Acidly: Ah, the Baltimore Ravens and Buffalo Bills, the most successful underachievers in the NFL. They've racked up wins like they're collecting stamps, yet here they are, battling for the title of “Most Regular-Season Victories Without a Super Bowl.” How rightfully humiliating! With 83 and 81 wins respectively, they’ve mastered the art of choking in the playoffs. Sure, one might advance, but don't pop the champagne just yet; they might still be stuck on this lovely list of mediocrity. Cheers!
Acidly: David Lynch, the maestro of madness, has finally exited stage left at 78, leaving a “big hole” behind. His family recalled his wisdom: “Keep your eye on the donut”—not the glaring void he just created. His career, a dark carnival ride through the surreal, birthed midnight masterpieces like “Eraserhead” and “Mulholland Drive.” But let's not forget dear ol' “Dune”—the perfect example that dreams can flop spectacularly. The man may have thrived on bizarre riddles, but his death? That’s no puzzle at all.

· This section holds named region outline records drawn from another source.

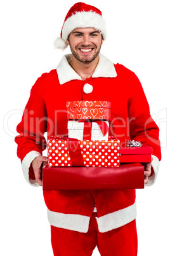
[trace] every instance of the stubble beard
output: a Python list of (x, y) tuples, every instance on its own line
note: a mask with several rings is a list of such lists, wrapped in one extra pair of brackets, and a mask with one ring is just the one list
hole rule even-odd
[[(91, 59), (89, 59), (89, 57), (88, 56), (84, 56), (83, 57), (81, 57), (79, 55), (79, 53), (77, 52), (76, 52), (72, 47), (72, 45), (70, 45), (70, 43), (69, 44), (70, 45), (70, 50), (72, 52), (72, 55), (74, 55), (74, 57), (78, 60), (79, 60), (80, 62), (82, 62), (82, 63), (90, 63), (93, 60), (94, 60), (96, 57), (98, 55), (100, 52), (100, 49), (101, 49), (101, 43), (100, 45), (100, 47), (98, 49), (98, 50), (97, 52), (96, 52), (94, 55), (91, 57)], [(82, 47), (84, 47), (82, 46)], [(86, 48), (91, 48), (91, 46), (85, 46)], [(92, 48), (95, 48), (94, 46)], [(95, 48), (96, 48), (96, 47), (95, 47)], [(75, 47), (76, 48), (76, 47)], [(77, 50), (78, 48), (77, 48)]]

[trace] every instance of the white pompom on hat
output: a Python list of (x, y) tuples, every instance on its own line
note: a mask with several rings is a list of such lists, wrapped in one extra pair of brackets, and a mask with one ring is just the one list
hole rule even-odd
[(69, 10), (64, 20), (60, 38), (54, 41), (56, 48), (65, 50), (67, 40), (72, 31), (77, 28), (93, 27), (98, 30), (106, 39), (105, 23), (100, 10), (84, 3), (77, 3)]

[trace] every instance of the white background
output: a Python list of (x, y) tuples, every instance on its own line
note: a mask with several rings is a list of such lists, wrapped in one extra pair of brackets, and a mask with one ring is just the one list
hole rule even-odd
[[(160, 129), (162, 160), (157, 180), (154, 186), (137, 191), (138, 255), (168, 256), (169, 1), (85, 2), (100, 9), (107, 22), (108, 38), (101, 53), (115, 64), (122, 64), (136, 73), (151, 114)], [(75, 3), (7, 0), (1, 3), (1, 118), (4, 120), (4, 128), (1, 125), (2, 256), (53, 255), (42, 188), (32, 187), (24, 180), (14, 137), (31, 87), (43, 73), (55, 68), (63, 54), (54, 50), (53, 42), (60, 36), (65, 17)], [(68, 52), (69, 49), (64, 53)], [(93, 255), (98, 255), (96, 249)]]

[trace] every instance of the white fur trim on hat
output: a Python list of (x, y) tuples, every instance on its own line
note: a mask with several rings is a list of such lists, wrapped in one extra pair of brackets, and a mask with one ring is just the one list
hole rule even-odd
[[(67, 40), (70, 32), (77, 28), (86, 27), (98, 30), (103, 39), (106, 39), (105, 22), (100, 14), (94, 11), (78, 11), (65, 22), (62, 29), (62, 38), (58, 38), (55, 41), (55, 48), (65, 49), (67, 47)], [(62, 43), (61, 39), (63, 39), (65, 43), (63, 41)]]

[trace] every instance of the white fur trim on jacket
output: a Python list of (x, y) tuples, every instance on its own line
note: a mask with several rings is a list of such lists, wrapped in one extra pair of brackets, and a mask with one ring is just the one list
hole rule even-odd
[(117, 229), (134, 220), (136, 217), (136, 203), (126, 208), (96, 218), (101, 233)]
[(155, 182), (157, 177), (159, 167), (159, 159), (155, 156), (152, 155), (153, 160), (152, 161), (152, 166), (154, 169), (154, 173), (150, 177), (148, 177), (148, 182), (145, 184), (145, 186), (152, 186)]
[(88, 231), (90, 217), (78, 214), (65, 214), (51, 211), (48, 209), (49, 224), (56, 227), (86, 233)]
[(34, 187), (38, 187), (39, 184), (35, 180), (29, 179), (29, 167), (34, 158), (40, 155), (41, 155), (41, 153), (37, 151), (30, 151), (25, 155), (22, 162), (22, 167), (24, 177), (27, 181)]
[[(69, 62), (72, 60), (72, 54), (64, 55), (56, 67), (56, 72), (60, 85), (72, 80), (82, 80), (79, 75), (71, 68)], [(117, 76), (114, 64), (101, 53), (99, 53), (99, 62), (93, 74), (93, 78)]]
[[(124, 209), (96, 218), (98, 230), (107, 232), (122, 227), (134, 220), (136, 217), (136, 203)], [(48, 217), (51, 225), (63, 229), (86, 233), (90, 217), (77, 214), (64, 214), (48, 210)]]

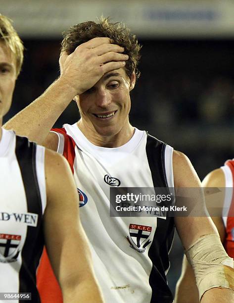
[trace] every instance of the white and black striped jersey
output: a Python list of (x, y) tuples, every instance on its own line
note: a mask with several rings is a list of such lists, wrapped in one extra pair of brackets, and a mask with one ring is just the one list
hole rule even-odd
[(46, 204), (45, 148), (2, 130), (0, 293), (31, 293), (32, 302), (38, 303), (36, 272), (44, 243), (42, 223)]
[(109, 199), (113, 186), (173, 188), (172, 148), (137, 129), (123, 146), (100, 147), (76, 124), (64, 127), (54, 130), (58, 152), (74, 173), (81, 220), (105, 301), (171, 303), (166, 275), (173, 218), (156, 212), (150, 217), (110, 217)]

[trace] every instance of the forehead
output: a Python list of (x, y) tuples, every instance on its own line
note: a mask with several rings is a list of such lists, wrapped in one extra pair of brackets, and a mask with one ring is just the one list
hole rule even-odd
[(10, 49), (3, 41), (0, 41), (0, 63), (7, 63), (12, 66), (16, 64), (14, 56)]

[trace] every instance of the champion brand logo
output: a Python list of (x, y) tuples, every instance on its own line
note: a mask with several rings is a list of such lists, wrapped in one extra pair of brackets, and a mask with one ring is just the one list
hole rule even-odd
[(121, 184), (120, 181), (117, 178), (113, 178), (113, 177), (110, 177), (108, 175), (105, 175), (104, 176), (104, 181), (106, 183), (107, 183), (108, 185), (111, 186), (119, 186)]
[(77, 191), (79, 194), (79, 198), (80, 199), (80, 204), (79, 206), (82, 207), (84, 206), (88, 202), (88, 197), (85, 193), (83, 193), (82, 191), (81, 191), (79, 188), (77, 189)]

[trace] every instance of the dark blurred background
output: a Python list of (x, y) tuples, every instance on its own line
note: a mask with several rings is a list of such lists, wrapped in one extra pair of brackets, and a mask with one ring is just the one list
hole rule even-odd
[[(44, 1), (41, 2), (43, 4)], [(217, 1), (204, 1), (198, 7), (196, 1), (178, 0), (175, 2), (179, 6), (175, 8), (175, 2), (171, 1), (167, 1), (165, 6), (160, 2), (158, 7), (155, 6), (157, 2), (160, 1), (153, 2), (154, 6), (150, 1), (144, 4), (142, 20), (139, 17), (139, 22), (144, 24), (145, 28), (141, 26), (140, 29), (138, 21), (135, 20), (135, 24), (132, 20), (136, 19), (134, 15), (128, 16), (130, 11), (124, 10), (123, 7), (118, 7), (119, 13), (122, 14), (119, 19), (116, 9), (113, 12), (112, 8), (115, 19), (127, 25), (129, 21), (133, 31), (135, 29), (135, 32), (139, 32), (138, 37), (142, 45), (141, 76), (132, 93), (130, 121), (138, 128), (147, 130), (185, 153), (202, 180), (209, 172), (222, 166), (227, 159), (234, 157), (234, 6), (230, 1), (222, 1), (227, 5), (223, 9), (220, 5), (215, 6)], [(74, 1), (70, 2), (71, 7), (75, 5)], [(97, 1), (93, 2), (96, 4)], [(60, 1), (57, 3), (61, 4)], [(134, 4), (136, 6), (138, 3), (140, 2), (130, 1), (128, 5)], [(19, 27), (25, 47), (25, 59), (17, 81), (13, 106), (4, 122), (39, 97), (59, 76), (61, 32), (75, 23), (95, 19), (92, 15), (90, 18), (89, 16), (83, 19), (77, 17), (76, 22), (72, 22), (75, 20), (73, 16), (70, 22), (66, 20), (69, 25), (65, 26), (61, 25), (64, 18), (60, 19), (57, 20), (60, 27), (57, 26), (53, 35), (51, 30), (48, 33), (43, 31), (45, 26), (42, 15), (42, 31), (38, 26), (40, 13), (46, 13), (47, 7), (33, 15), (33, 8), (29, 12), (28, 6), (27, 13), (32, 14), (30, 20), (33, 28), (35, 26), (33, 20), (35, 18), (39, 19), (37, 19), (36, 29), (30, 31), (31, 28), (29, 30), (24, 23), (27, 18), (24, 20), (21, 16), (17, 21), (17, 9), (12, 3), (10, 0), (9, 6), (5, 3), (5, 11), (3, 9), (1, 12), (11, 16), (15, 21), (16, 28)], [(187, 10), (185, 6), (187, 4)], [(100, 9), (104, 15), (112, 16), (108, 5), (105, 9), (104, 6), (95, 7), (97, 12), (94, 16), (100, 15)], [(93, 6), (94, 10), (95, 7)], [(140, 9), (136, 7), (136, 14), (139, 17)], [(107, 8), (109, 14), (109, 11), (105, 11)], [(61, 13), (62, 16), (66, 13), (68, 12)], [(229, 21), (230, 13), (233, 18)], [(48, 13), (46, 22), (49, 21), (50, 17)], [(148, 19), (145, 21), (144, 18)], [(55, 22), (53, 20), (51, 24)], [(144, 32), (140, 31), (142, 28)], [(55, 126), (73, 123), (79, 117), (76, 104), (72, 101)], [(183, 249), (177, 235), (168, 274), (173, 292), (180, 273), (182, 256)]]

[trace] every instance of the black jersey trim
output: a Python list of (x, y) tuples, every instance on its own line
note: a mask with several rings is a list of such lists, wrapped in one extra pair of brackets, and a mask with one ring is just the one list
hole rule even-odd
[[(168, 188), (165, 165), (166, 144), (147, 134), (146, 155), (154, 187)], [(158, 219), (148, 255), (152, 263), (149, 277), (152, 289), (150, 303), (172, 303), (173, 297), (167, 282), (165, 271), (170, 266), (168, 253), (175, 232), (173, 218)]]
[(19, 292), (31, 293), (34, 303), (40, 302), (36, 287), (36, 272), (44, 243), (42, 224), (42, 205), (36, 167), (36, 150), (35, 143), (30, 142), (26, 138), (16, 136), (15, 154), (24, 184), (27, 211), (38, 215), (37, 226), (27, 227), (26, 238), (21, 252)]

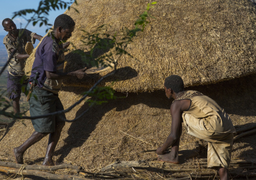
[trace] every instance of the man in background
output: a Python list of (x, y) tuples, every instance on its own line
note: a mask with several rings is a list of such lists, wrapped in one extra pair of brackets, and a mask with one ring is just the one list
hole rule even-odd
[[(23, 69), (26, 60), (29, 57), (25, 47), (28, 42), (34, 44), (36, 39), (40, 41), (42, 37), (26, 29), (17, 29), (15, 24), (9, 18), (4, 19), (2, 25), (4, 29), (8, 32), (4, 38), (3, 43), (7, 50), (8, 58), (11, 58), (8, 67), (8, 95), (13, 101), (14, 113), (19, 113), (21, 87), (25, 80)], [(21, 36), (19, 37), (20, 35)], [(17, 52), (11, 57), (15, 49), (17, 49)]]

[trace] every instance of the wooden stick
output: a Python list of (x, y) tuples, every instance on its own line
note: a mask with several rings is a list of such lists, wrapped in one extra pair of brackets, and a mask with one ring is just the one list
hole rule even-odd
[[(6, 166), (9, 167), (21, 168), (23, 164), (17, 164), (11, 162), (4, 162), (0, 161), (0, 165), (3, 166)], [(31, 169), (31, 170), (55, 170), (65, 168), (69, 168), (70, 169), (75, 169), (77, 172), (80, 171), (81, 167), (71, 164), (63, 164), (54, 166), (46, 166), (46, 165), (26, 165), (25, 169)]]
[(255, 134), (255, 133), (256, 132), (256, 129), (251, 130), (249, 131), (247, 131), (245, 132), (243, 132), (242, 133), (240, 134), (239, 135), (237, 135), (236, 136), (234, 137), (234, 140), (237, 139), (239, 138), (240, 138), (241, 137), (245, 136), (249, 136), (251, 135)]
[(236, 129), (236, 134), (239, 134), (241, 132), (247, 131), (248, 130), (254, 129), (256, 128), (256, 124), (250, 125), (249, 126)]
[(0, 156), (0, 160), (8, 160), (9, 161), (15, 162), (14, 158), (12, 157), (6, 157), (4, 156)]
[(54, 174), (51, 173), (41, 171), (38, 170), (28, 170), (18, 169), (14, 167), (9, 167), (0, 166), (0, 171), (10, 173), (18, 173), (21, 175), (31, 175), (46, 178), (48, 179), (63, 179), (63, 180), (92, 180), (92, 179), (81, 177), (75, 175)]

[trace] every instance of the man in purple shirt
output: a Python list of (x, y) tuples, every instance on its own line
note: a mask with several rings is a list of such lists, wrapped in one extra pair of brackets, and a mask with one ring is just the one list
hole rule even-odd
[[(63, 47), (62, 42), (71, 37), (74, 28), (75, 22), (70, 16), (65, 14), (59, 15), (55, 20), (52, 32), (42, 40), (36, 50), (28, 84), (28, 88), (32, 90), (29, 99), (31, 116), (48, 114), (63, 110), (58, 97), (62, 80), (72, 76), (82, 79), (86, 75), (85, 73), (86, 68), (70, 73), (63, 72), (63, 48), (67, 48), (69, 44)], [(31, 84), (33, 85), (32, 88)], [(55, 165), (52, 155), (65, 124), (65, 113), (32, 120), (35, 131), (22, 145), (14, 148), (16, 162), (23, 163), (25, 151), (50, 134), (43, 165)]]

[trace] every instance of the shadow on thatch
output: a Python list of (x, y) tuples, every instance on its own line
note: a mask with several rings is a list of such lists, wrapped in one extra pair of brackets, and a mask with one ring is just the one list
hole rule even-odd
[[(80, 67), (84, 67), (84, 66)], [(109, 72), (109, 73), (110, 73), (111, 72)], [(108, 82), (112, 82), (113, 84), (114, 84), (118, 81), (128, 80), (137, 76), (138, 74), (136, 70), (133, 69), (131, 67), (126, 66), (120, 68), (116, 70), (116, 72), (114, 75), (112, 76), (111, 77), (105, 79), (103, 80), (103, 82), (102, 82), (99, 84), (99, 86), (104, 86), (105, 84)], [(69, 84), (69, 86), (70, 86), (71, 84), (72, 84), (72, 85), (74, 86), (80, 87), (82, 86), (85, 88), (89, 88), (93, 86), (102, 77), (102, 76), (98, 73), (88, 74), (84, 79), (80, 80), (79, 82), (77, 81), (77, 78), (75, 77), (72, 77), (69, 79), (65, 79), (63, 82), (65, 84)], [(115, 80), (114, 81), (113, 81), (113, 79)], [(68, 83), (67, 83), (68, 82)], [(67, 89), (64, 88), (62, 90), (66, 91)], [(73, 91), (74, 91), (72, 89), (71, 92)], [(80, 93), (78, 93), (78, 94)]]
[[(223, 107), (229, 114), (231, 114), (231, 118), (234, 122), (237, 122), (239, 119), (237, 119), (237, 115), (245, 116), (248, 118), (250, 118), (251, 116), (256, 115), (254, 106), (256, 99), (254, 87), (256, 83), (255, 78), (256, 75), (252, 75), (216, 84), (191, 87), (186, 89), (198, 90), (213, 98)], [(76, 88), (76, 93), (81, 93), (83, 90), (85, 91), (84, 89), (82, 88)], [(65, 87), (62, 88), (62, 90), (74, 92), (74, 89)], [(82, 146), (89, 137), (96, 130), (96, 126), (99, 121), (113, 110), (116, 113), (125, 112), (131, 107), (137, 107), (137, 108), (139, 108), (141, 106), (146, 105), (148, 107), (148, 109), (145, 110), (144, 113), (151, 115), (154, 116), (155, 114), (156, 116), (158, 116), (159, 109), (167, 110), (169, 108), (171, 103), (171, 101), (168, 100), (165, 97), (163, 90), (139, 94), (118, 92), (116, 93), (116, 96), (127, 96), (125, 98), (117, 99), (101, 106), (95, 107), (80, 120), (72, 123), (68, 131), (68, 136), (64, 140), (65, 144), (56, 152), (56, 155), (60, 155), (58, 161), (63, 161), (74, 148)], [(76, 116), (81, 114), (87, 108), (86, 104), (80, 107), (79, 110), (76, 112)], [(136, 117), (135, 118), (140, 118), (140, 114), (134, 113)], [(114, 114), (107, 116), (109, 116), (110, 121), (116, 121), (118, 123), (119, 120), (116, 119), (117, 117), (115, 117)], [(241, 123), (243, 124), (242, 122)], [(109, 128), (109, 129), (110, 129), (111, 128)], [(97, 143), (97, 142), (95, 143)], [(243, 143), (243, 145), (247, 145), (246, 144), (246, 142), (244, 144)], [(244, 150), (239, 156), (243, 156), (245, 154), (250, 154), (250, 149), (245, 151)], [(184, 155), (185, 155), (184, 154)]]
[(16, 121), (15, 120), (13, 120), (11, 122), (9, 123), (6, 126), (6, 131), (5, 131), (4, 134), (3, 135), (3, 136), (1, 137), (0, 141), (4, 138), (4, 137), (5, 137), (5, 136), (6, 136), (6, 134), (7, 134), (8, 132), (9, 132), (10, 129), (12, 128), (12, 127), (13, 126), (13, 125), (15, 123), (15, 121)]

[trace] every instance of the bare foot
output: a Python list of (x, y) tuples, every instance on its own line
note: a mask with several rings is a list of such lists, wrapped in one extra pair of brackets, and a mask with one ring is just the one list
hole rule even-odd
[(158, 157), (157, 160), (160, 161), (167, 162), (170, 163), (172, 163), (173, 164), (178, 164), (179, 163), (178, 161), (178, 157), (175, 158), (173, 158), (171, 157), (171, 153), (169, 153), (168, 154), (160, 155), (157, 154), (157, 157)]
[(13, 154), (14, 155), (14, 158), (15, 158), (15, 161), (18, 164), (23, 164), (23, 153), (19, 153), (18, 152), (17, 148), (14, 148), (13, 149)]
[(53, 160), (52, 159), (47, 159), (47, 158), (44, 158), (44, 160), (43, 160), (43, 164), (42, 164), (43, 165), (46, 165), (46, 166), (52, 166), (52, 165), (55, 165), (54, 162), (53, 162)]

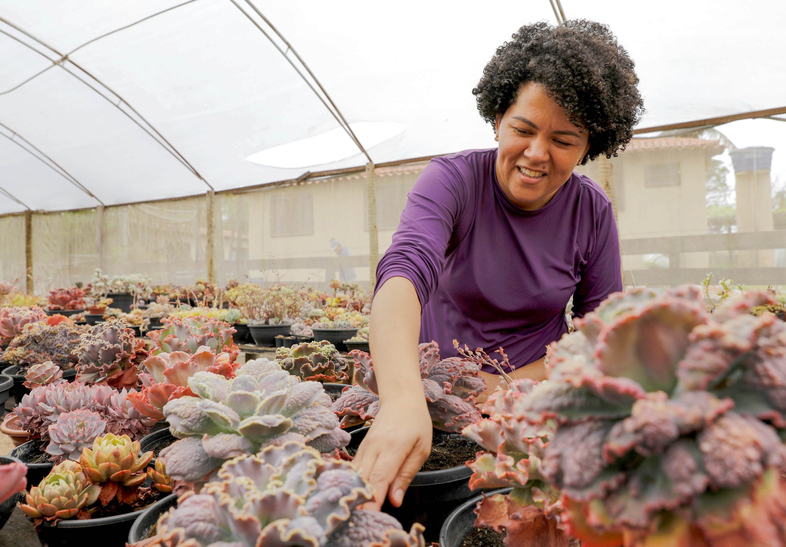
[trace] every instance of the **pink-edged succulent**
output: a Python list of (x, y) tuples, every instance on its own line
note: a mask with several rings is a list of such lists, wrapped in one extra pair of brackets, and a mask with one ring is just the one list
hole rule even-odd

Acidly: I’d be more than happy to help—if you could provide the article in question. You know, it’s hard to read minds through the screen. So, what dilapidated disaster should we turn into an article today?
Acidly: In what can only be described as a pyrotechnic performance art piece, SpaceX's Starship rocket flamed out spectacularly just minutes after liftoff in Texas. While Bezos' Blue Origin flaunts progress, Musk's pride and joy disassembled itself beautifully in mid-air, providing a bafflingly entertaining spectacle for 7.2 million spectators. SpaceX blithely noted learning opportunities from this "rapid unscheduled disassembly." Because who needs reliability in space when you've got such a grand show of failure to fall back on?
Acidly: In a shocking turn of events, Nintendo has announced the Switch 2 will grace our lives in 2025. That's right—just when you thought the original Switch was a relic of a bygone era! With exclusive games to drain our wallets and compatibility for older titles, it’s like they’re giving us a free pass back to mediocrity. Unsurprisingly, they're gearing up for a world tour to promote it, because who doesn’t want to stand in line to drool over new hardware they didn’t need? April 2 marks the grand reveal; mark your calendars!
Acidly: CNN’s 5 Things PM is where the good news goes to die. This bit of drivel kicks off with self-righteous experts reminding us that preferential treatment in parenting guarantees one kid gets the short end of the stick. Meanwhile, cancer is getting trendy among the young—what fun! A pilot thought he could fly high while intoxicated, and climate protesters have made Darwin’s grave their new canvas. But hey, if smoking’s your jam, try the new flavors. Also, let’s resurrect the dodo because, apparently, extinction is so last season.